The PBD-RFP cluster in daughter cells was quantified using a threshold method (Okada et al., 2013; Kang et al., 2014) from average intensity projection images of five selected z-sections after background subtraction. The PBD-RFP integrated density values were obtained for each time point captured over the G1 phase. The peak PBD-RFP level during T2 was determined and the time from the T1–T2 transition until the peak PBD-RFP level was calculated for each individual daughter cell (Figure 3B and Supplemental Figure S4B). Sec4-GFP polarization was analyzed similarly using a threshold method, and the time from the T1–T2 transition until detection of initial Sec4-GFP polarization at the incipient bud site was determined for each individual daughter cell (Figure 7C)
To quantify BiFC signals, summed intensity projections were analyzed after background subtraction. A fluorescence threshold was set above background that selected fluorescent pixels at the division site of large budded and unbudded cells. The mean gray value of the YFP signal above the threshold at the division site of each cell was measured. Values were normalized to the average BiFC signal intensity with Bem1-YN in large-budded or unbudded cells, respectively (Figure 6B). To quantify the percentage of cells with positive BiFC signals (Figures 5A and 7B), summed intensity projections were analyzed after background subtraction. A fluorescence threshold was set above background that selected fluorescent pixels at the division site of large budded and unbudded cells. The percentage of cells with a BiFC signal above the threshold was determined from three independent experiments (Figures 5A and 7B).

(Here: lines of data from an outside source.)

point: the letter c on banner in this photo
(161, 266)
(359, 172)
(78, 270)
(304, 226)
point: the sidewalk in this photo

Cells with polarized Exo70-RFP were quantified at different cell cycle stages based on localization of Whi5-GFP and DIC images: large budded cells with Whi5-GFP in the nucleus (late M), unbudded cells with Whi5-GFP in the nucleus (T1), unbudded cells without Whi5-GFP (T2), and small budded cells. Summed intensity projections of Exo70-RFP z-stack images were created after background subtraction. A fluorescence threshold was set above background that selected fluorescent pixels at the division site in late M and T1 cells, or at the incipient bud site in T2 cells, or at the tips of the growing buds in small budded cells. The percentage of cells with a signal above the threshold was determined from three independent experiments (Figure 7A and Supplemental Figure S6).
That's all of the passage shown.